Re: [PATCH 3/4] mm/tlb, x86/mm: Support invalidating TLB caches for RCU_TABLE_FREE

Will Deacon <will.deacon@xxxxxxx> · Fri, 24 Aug 2018 16:49:53 +0100

Hi Peter,

On Fri, Aug 24, 2018 at 03:13:32PM +0200, Peter Zijlstra wrote:
> On Fri, Aug 24, 2018 at 10:35:56AM +0200, Peter Zijlstra wrote:
> 
> > Anyway, its sorted now; although I'd like to write me a fairly big
> > comment in asm-generic/tlb.h about things, before I forget again.
> 
> How's something like so?
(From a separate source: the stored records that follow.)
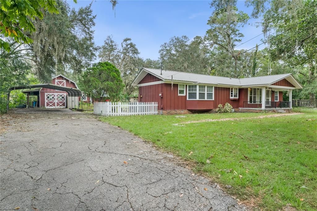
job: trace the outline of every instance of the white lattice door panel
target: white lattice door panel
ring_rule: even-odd
[[[45,94],[45,107],[54,108],[56,107],[55,94],[46,93]]]
[[[55,94],[56,108],[66,108],[66,94]]]
[[[45,93],[45,107],[47,108],[66,108],[66,94]]]

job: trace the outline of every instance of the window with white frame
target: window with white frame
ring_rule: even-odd
[[[197,99],[197,85],[188,85],[188,99]]]
[[[205,99],[206,97],[206,86],[199,85],[198,92],[198,99]]]
[[[239,88],[230,88],[230,98],[237,98],[239,97]]]
[[[187,86],[188,99],[213,100],[213,86],[199,85],[197,87],[197,85]]]
[[[249,91],[249,103],[262,103],[262,89],[250,88]]]
[[[274,101],[278,101],[278,91],[274,91]]]
[[[212,86],[206,86],[207,90],[207,99],[214,99],[214,87]]]
[[[184,95],[185,94],[185,85],[178,84],[178,95]]]
[[[82,93],[81,95],[81,99],[83,101],[86,101],[87,100],[87,94]]]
There's a little page_size thingy in this;
> mostly because I couldn't be arsed to split it for now.
> 
> Will has opinions on the page_size thing; I'll let him explain.
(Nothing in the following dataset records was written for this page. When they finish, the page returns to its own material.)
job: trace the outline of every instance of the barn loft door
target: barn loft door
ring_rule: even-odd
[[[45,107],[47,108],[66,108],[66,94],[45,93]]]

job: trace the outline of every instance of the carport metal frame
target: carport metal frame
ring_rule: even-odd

They're not especially strong opinions, it's just that I don't think the
page size is necessarily the right thing to track and I'd rather remove that
altogether.

In the patches I've hacked up (I'll post shortly as an RFC), I track the
levels of page-table instead so you can relate the mmu_gather explicitly
with the page-table structure, rather than have to infer it from the page
size. For example, if an architecture could put down huge mappings at the
pte level (e.g. using a contiguous hint in the pte like we have on arm64),
then actually you want to know about the level rather than the size. You can
also track the levels using only 4 bits in the gather structure.
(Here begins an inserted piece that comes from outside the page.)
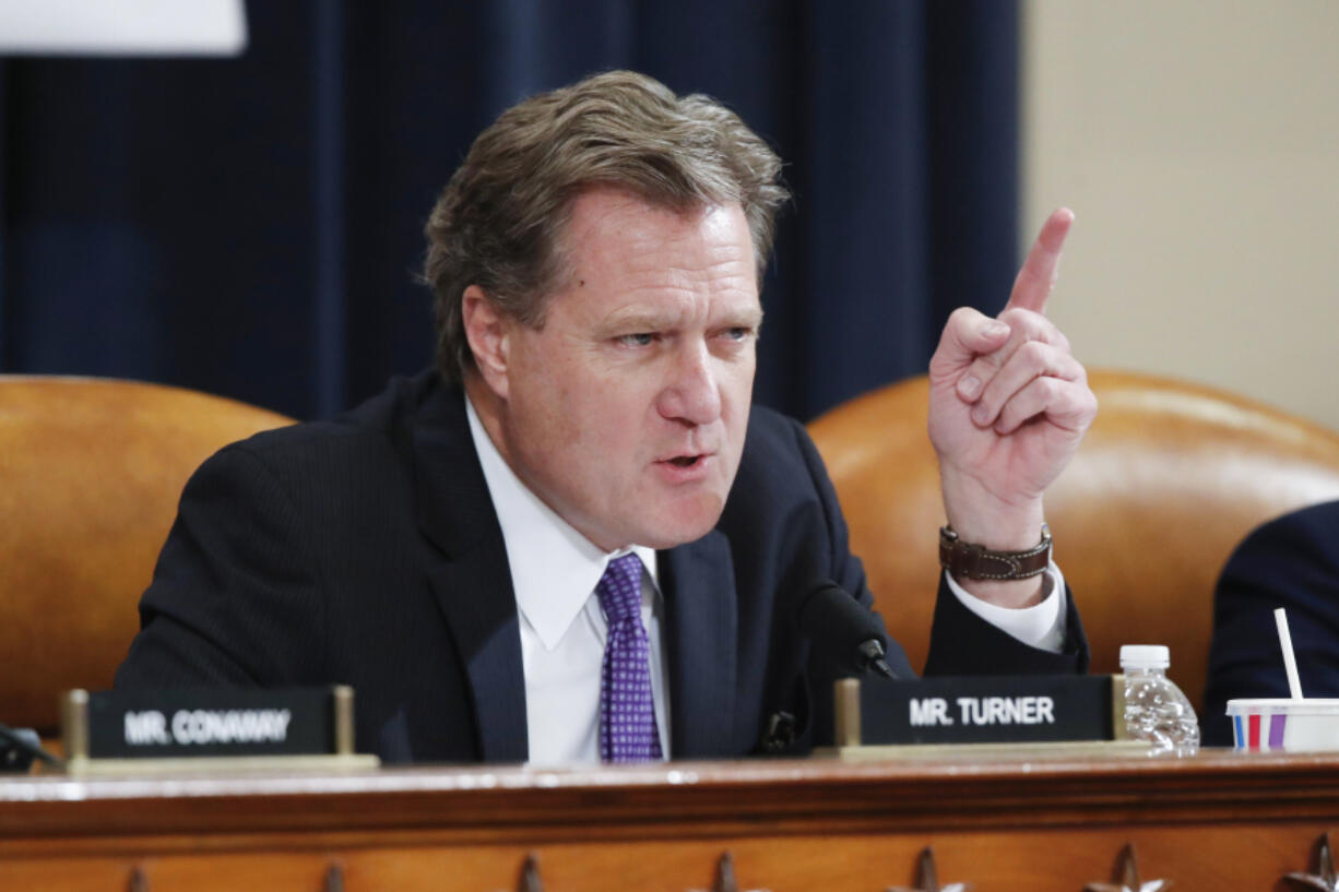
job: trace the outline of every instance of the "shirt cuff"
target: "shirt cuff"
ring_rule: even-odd
[[[1022,608],[998,607],[983,601],[959,585],[957,580],[947,572],[944,580],[948,583],[949,591],[963,603],[963,607],[995,628],[1031,647],[1059,654],[1065,650],[1065,577],[1055,561],[1051,561],[1044,575],[1050,591],[1042,603]]]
Finally, both approaches have a funny corner case when a VMA contains a
mixture of granule sizes. With the "page size has changed so flush
synchronously" you can theoretically end up with a lot of flushes, where
you'd have been better off just invalidating the whole mm. If you track the
levels instead and postpone a flush using the smallest level you saw, then
you're likely to hit whatever threshold you have and nuke the mm.

Will